The truth is, I’ve been waiting for this opportunity, and I’m not going to let my chance pass me by. See, I know the real reason that is preventing heroes from registering. They say it’s to protect themselves, to protect their families, but that’s not what the real reason is.

The real reason is that registering takes away their advantage. No longer will being a superhero be like belonging to some exclusive club for only the lucky few and the privileged. With the registration, and the formation of a government-funded super force, a hero will have to prove himself. But more importantly, more then just the few will have the funding and support to choose the lifestyle, to fight the good fight.

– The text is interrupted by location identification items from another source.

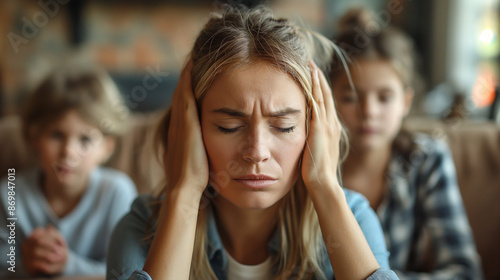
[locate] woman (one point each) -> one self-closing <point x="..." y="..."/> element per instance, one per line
<point x="262" y="142"/>
<point x="409" y="179"/>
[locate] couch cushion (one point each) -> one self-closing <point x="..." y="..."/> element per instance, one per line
<point x="476" y="152"/>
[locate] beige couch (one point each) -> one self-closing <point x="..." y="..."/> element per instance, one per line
<point x="475" y="147"/>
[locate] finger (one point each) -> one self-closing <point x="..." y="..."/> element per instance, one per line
<point x="47" y="256"/>
<point x="44" y="267"/>
<point x="37" y="232"/>
<point x="317" y="96"/>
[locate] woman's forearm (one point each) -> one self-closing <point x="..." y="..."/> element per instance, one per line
<point x="172" y="248"/>
<point x="349" y="252"/>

I’ve tried to go out and do the right thing on my own. With no means of support I’ve run around the neighborhood night after night silently trying to protect the citizens of Mertztown, Pennsylvania. Let me tell you, it’s hard and unrewarding work. When I wasn’t saving someone’s house from being attacked by a bunch of bored teenagers and finding peoples lost cats, I was looked on like I was some kind of freak. And during my adventures, I didn’t make one red cent. I had to work two jobs just to get by, to be able to afford the various pieces of my arsenal I needed. Plus, out in the country, you’d never imagine how hard it is to get your hands on some of the more powerful items I’d need to be truly effective. I couldn’t find a Bo staff, let alone a particle modulation ray.

Then, every morning, I’d have to open the page of the paper and see pictures of Spider-Man swinging through New York, his costume gleaming in the sunlight because it was so clean. And Captain America? If I remember correctly, he has a shield made out of some top-secret government material, such as adamantium or vibranium or something else that the public doesn’t even know about yet. I wonder how much overtime at the local Burger Shack he had to work for that…

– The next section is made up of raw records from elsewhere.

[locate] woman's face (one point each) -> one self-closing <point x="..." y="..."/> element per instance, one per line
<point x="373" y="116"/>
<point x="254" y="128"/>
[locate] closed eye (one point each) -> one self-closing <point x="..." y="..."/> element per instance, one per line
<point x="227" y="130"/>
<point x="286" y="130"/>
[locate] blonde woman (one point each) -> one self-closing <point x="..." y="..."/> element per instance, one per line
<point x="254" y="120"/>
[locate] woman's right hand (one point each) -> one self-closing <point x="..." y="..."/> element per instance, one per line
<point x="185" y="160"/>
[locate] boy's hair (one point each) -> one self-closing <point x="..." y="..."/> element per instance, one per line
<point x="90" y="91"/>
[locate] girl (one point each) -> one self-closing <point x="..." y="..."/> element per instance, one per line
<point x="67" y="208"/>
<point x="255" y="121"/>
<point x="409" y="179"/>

Spider-Man revealing himself puts him at about 15 years old, two years younger then I am. Think about how much good I could have accomplished over the past two years had the resources allowed me to use my powers to their full potential. Maybe instead of wasting their times writing about the heroes in some city a three-hour drive away, our local papers could turn their attention here, allowing me to receive the praise I so righteously deserve.

Many people fear that becoming a public civil servant will add danger to their lives, which is true. But life is dangerous every time you step outside the house. I’d never go anywhere if I thought I’d be in a car accident every time I started my car, and like that, I won’t stop going on patrol. Plus, the government will have in place a support system to shield our identities from the public if we choose that route. For years people have served in the armed forces, and yet America’s enemies have never come directly after a soldier’s family.

So now, thanks to superhero registration, those of us struggling superheroes out in the world will get a chance for their time to shine. The world is an ugly place, and heroes are needed in all corners of the country, not just New York.

And one last thing… maybe some of these heroes are scared because they realize their time is up. We’ll soon see try-outs, required physicals, tests for placement within the pantheon of the superheroes, and that scares the vets. Without the advantage of unlimited resources, they’ll have to prove themselves in other ways. And how are they going to deal with all this when the younger generation steps up? A younger, smarter, STRONGER generation? By shunning the registration act they are trying to keep new heroes down, to keep their jobs secure. Well, step aside gramps, our generation is here, and we aren’t afraid to step up and announce our attentions, to reach for the golden ring supplied by the government, to be all we can be.